For something very intense, I suggest you listen to #6. Sit back and prepare to be thrilled...it's like a locomotive coming at you. I would go with Karajan.

Look for the recent Mahler threads; #6 is heavily discussed. I don't think u need to work your way up to #6; listen to it, analyze it later.


----------



## davinci (Oct 11, 2012)

I found this interesting....from Wikipedia:

_ My Sixth will propound riddles the solution of which may be attempted only by a generation which has absorbed and truly digested my first five symphonies.

(Mahler, in a letter to Richard Specht).

My Sixth seems to be yet another hard nut, one that our critics' feeble little teeth cannot crack.

(Mahler, in a letter to Willem Mengelberg).

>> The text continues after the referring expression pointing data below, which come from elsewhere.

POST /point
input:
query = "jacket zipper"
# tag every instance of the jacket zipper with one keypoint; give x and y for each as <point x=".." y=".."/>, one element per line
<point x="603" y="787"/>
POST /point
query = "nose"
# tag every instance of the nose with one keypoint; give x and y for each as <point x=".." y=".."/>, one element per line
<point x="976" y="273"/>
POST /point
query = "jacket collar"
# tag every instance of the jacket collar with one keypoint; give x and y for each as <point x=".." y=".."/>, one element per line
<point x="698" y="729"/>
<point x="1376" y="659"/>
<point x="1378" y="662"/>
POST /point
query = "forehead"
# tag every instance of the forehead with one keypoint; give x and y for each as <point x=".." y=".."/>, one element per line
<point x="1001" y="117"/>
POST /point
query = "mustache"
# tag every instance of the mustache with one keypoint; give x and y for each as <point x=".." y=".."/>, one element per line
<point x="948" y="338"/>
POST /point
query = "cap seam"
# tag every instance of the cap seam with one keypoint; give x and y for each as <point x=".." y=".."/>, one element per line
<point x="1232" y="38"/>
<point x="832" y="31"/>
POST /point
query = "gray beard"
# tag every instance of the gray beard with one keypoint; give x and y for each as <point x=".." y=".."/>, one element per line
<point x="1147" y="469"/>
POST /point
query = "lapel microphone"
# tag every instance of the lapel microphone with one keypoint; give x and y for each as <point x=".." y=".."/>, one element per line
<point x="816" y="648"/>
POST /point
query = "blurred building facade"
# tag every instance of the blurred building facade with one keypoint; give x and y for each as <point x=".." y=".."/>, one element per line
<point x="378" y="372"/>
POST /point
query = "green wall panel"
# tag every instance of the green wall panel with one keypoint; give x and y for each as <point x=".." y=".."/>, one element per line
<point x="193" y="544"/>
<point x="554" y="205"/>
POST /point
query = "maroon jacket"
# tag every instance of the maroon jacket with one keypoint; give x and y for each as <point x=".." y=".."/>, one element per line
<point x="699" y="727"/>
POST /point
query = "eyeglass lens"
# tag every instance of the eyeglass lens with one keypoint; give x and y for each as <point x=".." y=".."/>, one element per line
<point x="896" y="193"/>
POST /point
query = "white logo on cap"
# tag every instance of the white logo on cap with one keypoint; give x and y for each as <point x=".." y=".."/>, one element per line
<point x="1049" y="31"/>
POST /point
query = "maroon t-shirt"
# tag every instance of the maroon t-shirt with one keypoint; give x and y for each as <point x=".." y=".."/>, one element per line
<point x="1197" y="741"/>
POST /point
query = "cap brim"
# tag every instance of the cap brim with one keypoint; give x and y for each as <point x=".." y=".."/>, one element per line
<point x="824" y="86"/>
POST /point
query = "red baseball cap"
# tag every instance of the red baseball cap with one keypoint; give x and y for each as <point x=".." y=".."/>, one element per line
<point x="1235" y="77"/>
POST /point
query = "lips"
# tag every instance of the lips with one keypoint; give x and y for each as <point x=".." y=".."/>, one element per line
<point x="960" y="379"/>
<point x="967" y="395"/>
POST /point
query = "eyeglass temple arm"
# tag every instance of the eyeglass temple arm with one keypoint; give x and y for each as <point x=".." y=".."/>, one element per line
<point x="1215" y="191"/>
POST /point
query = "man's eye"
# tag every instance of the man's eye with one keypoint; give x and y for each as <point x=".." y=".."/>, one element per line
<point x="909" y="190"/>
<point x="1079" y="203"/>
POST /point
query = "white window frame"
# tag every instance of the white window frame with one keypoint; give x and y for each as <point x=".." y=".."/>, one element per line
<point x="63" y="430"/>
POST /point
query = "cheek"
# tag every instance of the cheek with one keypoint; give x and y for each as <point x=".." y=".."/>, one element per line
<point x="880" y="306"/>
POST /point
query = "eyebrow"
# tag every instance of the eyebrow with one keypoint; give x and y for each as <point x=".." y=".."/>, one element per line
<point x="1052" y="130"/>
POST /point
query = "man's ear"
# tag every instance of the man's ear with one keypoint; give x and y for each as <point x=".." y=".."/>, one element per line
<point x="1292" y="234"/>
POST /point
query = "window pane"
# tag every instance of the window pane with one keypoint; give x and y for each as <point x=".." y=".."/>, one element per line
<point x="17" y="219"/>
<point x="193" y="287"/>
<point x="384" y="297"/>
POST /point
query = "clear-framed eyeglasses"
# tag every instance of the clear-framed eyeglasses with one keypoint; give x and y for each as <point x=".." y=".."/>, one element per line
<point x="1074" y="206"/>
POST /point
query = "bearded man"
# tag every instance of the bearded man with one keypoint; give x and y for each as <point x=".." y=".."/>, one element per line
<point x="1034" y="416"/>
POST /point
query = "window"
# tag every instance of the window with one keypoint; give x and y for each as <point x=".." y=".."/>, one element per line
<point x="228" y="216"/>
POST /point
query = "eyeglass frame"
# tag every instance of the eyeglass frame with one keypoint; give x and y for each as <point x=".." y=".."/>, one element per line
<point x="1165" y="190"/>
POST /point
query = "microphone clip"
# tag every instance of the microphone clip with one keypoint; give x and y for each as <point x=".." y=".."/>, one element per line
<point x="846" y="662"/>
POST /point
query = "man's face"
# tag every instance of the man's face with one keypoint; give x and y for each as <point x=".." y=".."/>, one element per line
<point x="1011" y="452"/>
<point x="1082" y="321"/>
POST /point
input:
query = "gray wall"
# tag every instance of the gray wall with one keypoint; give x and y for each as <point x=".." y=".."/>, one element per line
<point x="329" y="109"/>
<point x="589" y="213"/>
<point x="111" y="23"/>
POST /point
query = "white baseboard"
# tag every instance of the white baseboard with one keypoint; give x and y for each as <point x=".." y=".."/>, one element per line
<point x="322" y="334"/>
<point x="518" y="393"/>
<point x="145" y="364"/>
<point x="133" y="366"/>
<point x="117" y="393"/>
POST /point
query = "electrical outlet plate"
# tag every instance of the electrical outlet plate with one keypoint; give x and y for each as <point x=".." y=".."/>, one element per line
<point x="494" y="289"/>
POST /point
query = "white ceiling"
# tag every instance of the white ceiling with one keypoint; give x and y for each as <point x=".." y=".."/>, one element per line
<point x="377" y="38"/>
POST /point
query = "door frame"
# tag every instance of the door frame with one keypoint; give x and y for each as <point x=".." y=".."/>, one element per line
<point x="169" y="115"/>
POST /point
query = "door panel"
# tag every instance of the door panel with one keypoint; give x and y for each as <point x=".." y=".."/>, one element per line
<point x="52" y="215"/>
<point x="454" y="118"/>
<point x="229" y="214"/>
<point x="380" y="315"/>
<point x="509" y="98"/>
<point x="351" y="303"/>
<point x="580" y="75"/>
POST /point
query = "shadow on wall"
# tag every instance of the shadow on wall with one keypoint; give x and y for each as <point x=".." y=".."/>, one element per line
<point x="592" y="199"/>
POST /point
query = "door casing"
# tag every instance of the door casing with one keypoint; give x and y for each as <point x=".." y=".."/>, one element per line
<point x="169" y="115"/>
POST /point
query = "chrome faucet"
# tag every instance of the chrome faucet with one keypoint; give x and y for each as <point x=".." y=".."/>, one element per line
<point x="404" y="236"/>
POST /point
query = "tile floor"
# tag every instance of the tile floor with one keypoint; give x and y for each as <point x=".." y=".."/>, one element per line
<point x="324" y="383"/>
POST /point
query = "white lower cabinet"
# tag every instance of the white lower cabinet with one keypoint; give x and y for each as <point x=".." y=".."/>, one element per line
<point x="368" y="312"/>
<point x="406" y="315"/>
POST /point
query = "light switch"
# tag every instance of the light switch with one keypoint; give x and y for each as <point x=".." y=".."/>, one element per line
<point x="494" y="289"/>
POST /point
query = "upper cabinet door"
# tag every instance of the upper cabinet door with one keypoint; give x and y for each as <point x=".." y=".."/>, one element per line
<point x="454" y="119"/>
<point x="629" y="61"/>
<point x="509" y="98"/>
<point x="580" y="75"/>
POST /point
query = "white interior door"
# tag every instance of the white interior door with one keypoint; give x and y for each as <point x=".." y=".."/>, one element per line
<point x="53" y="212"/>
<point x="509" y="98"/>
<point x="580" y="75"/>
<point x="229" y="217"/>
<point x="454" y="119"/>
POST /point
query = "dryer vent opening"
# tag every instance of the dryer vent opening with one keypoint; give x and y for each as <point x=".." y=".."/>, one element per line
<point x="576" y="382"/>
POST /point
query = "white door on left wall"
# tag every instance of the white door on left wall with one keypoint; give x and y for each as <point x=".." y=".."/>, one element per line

The only Sixth, despite the Pastoral.

(Alban Berg, in a letter to Anton Webern).

_


----------



## GGluek (Dec 11, 2011)

Mahlerian said:


> All true, but what's wrong with the 7th? The first movement in particular is a favorite of mine.


Nothing's "wrong" with it. But I think it true that it's the least popular. As with all the symphonies back in the Mahler revival days, I listened to it a lot when I first got my hands on a recording -- but it wore me down over time. No accounting for taste -- it's just my personal least favorite.

george


----------



## Guest (Feb 15, 2013)

Listen to them all. My best advice is to start with number 1, and go in sequential order. Nothing special about that, but it is as good as any other recommendation. These are my favorites for each:
1 - Kubelik (Audite)
2 - Klemperer live recording with Bavarian Radio Symphony Orchestra (EMI)
3 - Boulez Vienna Philharmonic (DG)
4 - Michael Tilson Thomas/San Francisco Symphony
5 - Bernstein (DG)
6 - Eschenbach (Ondine)
7 - Bernstein (DG)
8 - Nagano (Harmonia Mundi)
9 - Rattle (EMI)
10 - completed Rattle (EMI); Adagio only Bernstein (Sony)
Das Lied von der Erde - I have a couple - Kubelik (Audite); Reiner (RCA); Klemperer (EMI)

My favorites are 1, 2, 5, 6, 9, and Das Lied von der Erde


----------



## Nereffid (Feb 6, 2013)

I explored Mahler early on in my classical listening, without any outside advice, and he quickly became my favourite composer. Maybe I was just lucky in the recordings I chose. But I'm inclined to suggest that you don't bother asking about particular recordings, as you're only going to be faced with too many opinions. Case in point, Kubelik is often suggested as the top choice for the First but I found I don't much care for his versions, particularly the DG one. But if this was the first and only Mahler 1 I heard, would I still love Mahler 1? Undoubtedly.

As for what to listen to next, I'll echo the suggestion that you start at the start and work your way forward. That's how Mahler did it, after all!


----------



## Art Rock (Nov 28, 2009)

I do not think you can get any good advice on this, other than try them all (and indeed, why not in order of composition). I see the 8th recommended as the starting point, whereas I think it is by far the least interesting of the bunch. I see only one recommendation for the 4th, which would be my choice. Perhaps more than with any other composer (possibly Beethoven), opinions on the separate Mahler symphonies is very much divided, even between those who (like me) love him.


----------